Batteries used to be sent to landfill but a much-needed change in regulations has meant that now, batteries have to be recycled and their components should be reused wherever possible.
But the question is, is battery recycling sustainable, and what effect will the emergence of electric vehicles have on battery usage and disposal?
Why battery recycling is important
The active chemicals in car batteries are lead dioxide and sulphuric acid, and other components include silver, plastic casing, and water. If a car battery is dumped on a landfill site, it will break down and lead and acidic water will leach into the ground and waterways. Acid can harm plants and wildlife, and if lead finds its way into the food chain it’s potentially harmful for us.
How car batteries are recycled
Recycling car batteries uses far less resources than making new ones, even though it can be a difficult and hazardous process. A crusher breaks the batteries up and the lead, silver, acidic water, and plastic are separated. The acid is neutralised and the water is purified, the lead and silver are melted down to be reused in new batteries, and the plastic is melted down into pellets which are used to make new battery casings.
What the law says about car battery disposal
In 2006, the EU Batteries Directive (Directive 2006/66/EC) was passed, which specified targets and requirements for the recycling of all types of batteries throughout the EU. These requirements became UK law in 2008 and 2009, then in 2010, strict regulations came into effect which governed the obligations of consumers and producers with regards to the handling and disposal of car batteries.
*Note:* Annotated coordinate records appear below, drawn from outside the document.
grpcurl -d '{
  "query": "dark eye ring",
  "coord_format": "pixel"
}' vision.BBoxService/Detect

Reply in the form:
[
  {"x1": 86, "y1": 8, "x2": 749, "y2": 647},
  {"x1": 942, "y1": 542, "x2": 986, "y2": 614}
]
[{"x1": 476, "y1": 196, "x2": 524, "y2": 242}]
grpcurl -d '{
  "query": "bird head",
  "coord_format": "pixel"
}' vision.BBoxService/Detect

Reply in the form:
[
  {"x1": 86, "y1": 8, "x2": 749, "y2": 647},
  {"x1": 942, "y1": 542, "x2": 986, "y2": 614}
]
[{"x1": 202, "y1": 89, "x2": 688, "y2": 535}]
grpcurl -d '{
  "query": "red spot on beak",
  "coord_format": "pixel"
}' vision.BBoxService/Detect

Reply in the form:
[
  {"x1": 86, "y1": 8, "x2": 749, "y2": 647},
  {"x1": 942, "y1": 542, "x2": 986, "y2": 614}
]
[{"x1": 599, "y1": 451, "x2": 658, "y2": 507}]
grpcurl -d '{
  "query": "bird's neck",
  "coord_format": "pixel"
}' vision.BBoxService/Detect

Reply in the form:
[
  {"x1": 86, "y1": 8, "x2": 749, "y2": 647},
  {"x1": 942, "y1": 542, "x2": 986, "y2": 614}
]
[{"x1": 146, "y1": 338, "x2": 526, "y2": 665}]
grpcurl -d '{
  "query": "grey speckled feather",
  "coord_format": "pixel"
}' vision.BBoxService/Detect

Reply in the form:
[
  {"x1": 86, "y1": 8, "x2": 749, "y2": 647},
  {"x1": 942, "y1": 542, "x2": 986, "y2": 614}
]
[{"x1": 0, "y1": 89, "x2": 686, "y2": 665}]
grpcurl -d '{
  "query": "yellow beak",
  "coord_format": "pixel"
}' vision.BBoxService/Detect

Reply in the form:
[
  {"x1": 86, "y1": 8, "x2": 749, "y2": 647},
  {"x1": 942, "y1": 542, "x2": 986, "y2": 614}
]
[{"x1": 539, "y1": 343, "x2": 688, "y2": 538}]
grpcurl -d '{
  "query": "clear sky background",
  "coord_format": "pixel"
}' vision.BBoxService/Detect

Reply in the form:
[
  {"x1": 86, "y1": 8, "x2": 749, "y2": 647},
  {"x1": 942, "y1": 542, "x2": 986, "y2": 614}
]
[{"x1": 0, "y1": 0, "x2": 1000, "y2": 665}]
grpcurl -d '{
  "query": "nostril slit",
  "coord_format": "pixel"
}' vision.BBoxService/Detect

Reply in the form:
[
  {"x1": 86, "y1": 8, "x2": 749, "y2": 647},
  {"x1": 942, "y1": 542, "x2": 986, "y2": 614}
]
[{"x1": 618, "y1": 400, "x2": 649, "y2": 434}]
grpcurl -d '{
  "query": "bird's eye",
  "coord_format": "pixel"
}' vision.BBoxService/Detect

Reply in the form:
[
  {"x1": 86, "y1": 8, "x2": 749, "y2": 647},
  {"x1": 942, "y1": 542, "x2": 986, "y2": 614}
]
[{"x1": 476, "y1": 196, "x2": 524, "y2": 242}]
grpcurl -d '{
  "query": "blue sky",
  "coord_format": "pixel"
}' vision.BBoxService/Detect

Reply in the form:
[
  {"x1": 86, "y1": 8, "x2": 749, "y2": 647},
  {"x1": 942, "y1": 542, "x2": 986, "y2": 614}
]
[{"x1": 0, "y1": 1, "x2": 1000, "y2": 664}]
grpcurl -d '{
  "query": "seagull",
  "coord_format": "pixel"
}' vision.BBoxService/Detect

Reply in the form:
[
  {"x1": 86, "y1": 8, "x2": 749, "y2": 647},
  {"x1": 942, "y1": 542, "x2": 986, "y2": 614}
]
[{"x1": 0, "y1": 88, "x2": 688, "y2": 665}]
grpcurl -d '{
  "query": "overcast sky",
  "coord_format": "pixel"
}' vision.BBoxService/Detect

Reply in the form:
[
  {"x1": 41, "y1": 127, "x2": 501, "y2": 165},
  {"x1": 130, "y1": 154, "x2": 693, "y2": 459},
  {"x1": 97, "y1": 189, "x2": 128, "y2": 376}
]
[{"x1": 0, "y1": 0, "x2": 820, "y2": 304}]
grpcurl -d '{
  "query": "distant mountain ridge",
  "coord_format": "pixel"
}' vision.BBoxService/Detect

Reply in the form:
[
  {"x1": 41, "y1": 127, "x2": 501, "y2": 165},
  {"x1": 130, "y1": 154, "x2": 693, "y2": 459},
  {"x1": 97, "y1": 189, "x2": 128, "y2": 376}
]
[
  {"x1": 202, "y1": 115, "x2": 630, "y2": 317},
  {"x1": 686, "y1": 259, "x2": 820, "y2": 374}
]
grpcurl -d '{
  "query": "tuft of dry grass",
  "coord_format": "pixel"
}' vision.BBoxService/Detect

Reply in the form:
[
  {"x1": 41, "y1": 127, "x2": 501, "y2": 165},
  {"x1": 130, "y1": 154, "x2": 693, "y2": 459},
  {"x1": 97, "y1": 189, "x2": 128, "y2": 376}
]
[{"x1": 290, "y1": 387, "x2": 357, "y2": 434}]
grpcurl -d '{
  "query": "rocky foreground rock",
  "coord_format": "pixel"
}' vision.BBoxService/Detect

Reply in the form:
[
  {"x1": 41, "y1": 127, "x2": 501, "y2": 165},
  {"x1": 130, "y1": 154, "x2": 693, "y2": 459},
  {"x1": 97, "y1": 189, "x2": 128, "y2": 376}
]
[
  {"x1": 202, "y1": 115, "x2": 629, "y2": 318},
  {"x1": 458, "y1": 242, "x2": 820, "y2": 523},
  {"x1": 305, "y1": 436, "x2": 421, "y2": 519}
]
The biggest change in the law was that sending car batteries to landfill or to the incinerator was completely banned. The law also gave the owner of the batteries responsibility for battery disposal, either by taking the battery to an approved recycling facility or sending the battery back to manufacturer for correct disposal.
All battery manufacturers have to register with the Department for Business, Innovation and Skills (BIS) and they must take back used batteries with no cost to consumers.
Car battery recycling: the future
The biggest challenge we might face yet when it comes to recycling car batteries is the emergence of electric and hybrid cars which mostly use lithium ion batteries. These batteries are more complex and potentially even more hazardous than standard car batteries. Lithium ion batteries contain metals like cobalt, manganese, nickel and aluminium, and some recycling plants won’t be equipped to handle these combinations.
Some companies are taking the initiative and leading the way in finding viable solutions however. A Belgian materials processing company recently invested £22.6 million into an industrial plant which will remove cobalt and other valuable metals from Tesla and Toyota electric cars.